Narrative Shift Detection: A Hybrid Approach of Dynamic Topic Models and Large Language Models
Kai-Robin Lange, Tobias Schmidt, Matthias Reccius, Henrik M\"uller, Michael Roos, Carsten Jentsch

TL;DR
This paper introduces a hybrid method combining dynamic topic models and large language models to detect and interpret narrative shifts over time in media, balancing computational efficiency with narrative understanding.
Contribution
It presents a novel pipeline that integrates topic modeling and LLMs to identify and analyze narrative changes in large corpora, addressing computational challenges.
Findings
LLMs can efficiently detect narrative shifts at specific points.

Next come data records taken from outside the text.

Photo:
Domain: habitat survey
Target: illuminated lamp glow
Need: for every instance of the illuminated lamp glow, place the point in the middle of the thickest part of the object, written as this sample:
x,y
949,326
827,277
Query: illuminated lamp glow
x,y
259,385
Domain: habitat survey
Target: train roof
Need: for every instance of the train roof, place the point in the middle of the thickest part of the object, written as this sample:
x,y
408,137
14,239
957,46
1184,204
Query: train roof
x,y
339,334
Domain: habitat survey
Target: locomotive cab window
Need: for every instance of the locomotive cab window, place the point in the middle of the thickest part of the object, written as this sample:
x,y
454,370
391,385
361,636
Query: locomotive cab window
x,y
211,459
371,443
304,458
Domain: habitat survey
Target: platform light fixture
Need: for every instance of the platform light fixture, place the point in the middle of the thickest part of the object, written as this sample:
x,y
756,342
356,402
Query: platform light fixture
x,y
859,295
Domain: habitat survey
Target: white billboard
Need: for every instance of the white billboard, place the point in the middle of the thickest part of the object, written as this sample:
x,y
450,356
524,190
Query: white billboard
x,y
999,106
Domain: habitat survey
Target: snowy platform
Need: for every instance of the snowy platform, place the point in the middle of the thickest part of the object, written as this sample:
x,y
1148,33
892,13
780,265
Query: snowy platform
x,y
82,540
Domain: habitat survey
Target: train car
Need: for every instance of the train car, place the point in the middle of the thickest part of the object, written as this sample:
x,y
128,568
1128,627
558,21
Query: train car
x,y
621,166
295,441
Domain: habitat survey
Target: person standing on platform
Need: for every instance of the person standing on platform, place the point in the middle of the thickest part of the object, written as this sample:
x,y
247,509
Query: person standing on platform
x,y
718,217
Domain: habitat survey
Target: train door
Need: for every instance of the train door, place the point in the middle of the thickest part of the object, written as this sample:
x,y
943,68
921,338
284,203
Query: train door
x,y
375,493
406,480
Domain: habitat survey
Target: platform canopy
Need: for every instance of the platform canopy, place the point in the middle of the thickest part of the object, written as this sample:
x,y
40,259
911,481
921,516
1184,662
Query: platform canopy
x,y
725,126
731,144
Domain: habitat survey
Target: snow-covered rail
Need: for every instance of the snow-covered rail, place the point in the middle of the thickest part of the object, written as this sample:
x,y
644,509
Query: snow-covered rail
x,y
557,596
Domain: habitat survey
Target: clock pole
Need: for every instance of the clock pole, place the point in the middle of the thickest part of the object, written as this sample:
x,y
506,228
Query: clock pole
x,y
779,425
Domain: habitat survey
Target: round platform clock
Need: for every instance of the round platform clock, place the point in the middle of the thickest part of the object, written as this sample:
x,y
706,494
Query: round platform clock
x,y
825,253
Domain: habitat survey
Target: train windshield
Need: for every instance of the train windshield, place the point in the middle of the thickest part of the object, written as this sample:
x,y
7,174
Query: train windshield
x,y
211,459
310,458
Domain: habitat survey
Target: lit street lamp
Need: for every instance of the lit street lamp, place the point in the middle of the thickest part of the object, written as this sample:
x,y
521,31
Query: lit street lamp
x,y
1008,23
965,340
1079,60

The method distinguishes between content and narrative shifts.
The approach is applied to WSJ articles from 2009-2023.
Abstract
With rapidly evolving media narratives, it has become increasingly critical to not just extract narratives from a given corpus but rather investigate, how they develop over time. While popular narrative extraction methods such as Large Language Models do well in capturing typical narrative elements or even the complex structure of a narrative, applying them to an entire corpus comes with obstacles, such as a high financial or computational cost. We propose a combination of the language understanding capabilities of Large Language Models with the large scale applicability of topic models to dynamically model narrative shifts across time using the Narrative Policy Framework. We apply a topic model and a corresponding change point detection method to find changes that concern a specific topic of interest. Using this model, we filter our corpus for documents that are particularly…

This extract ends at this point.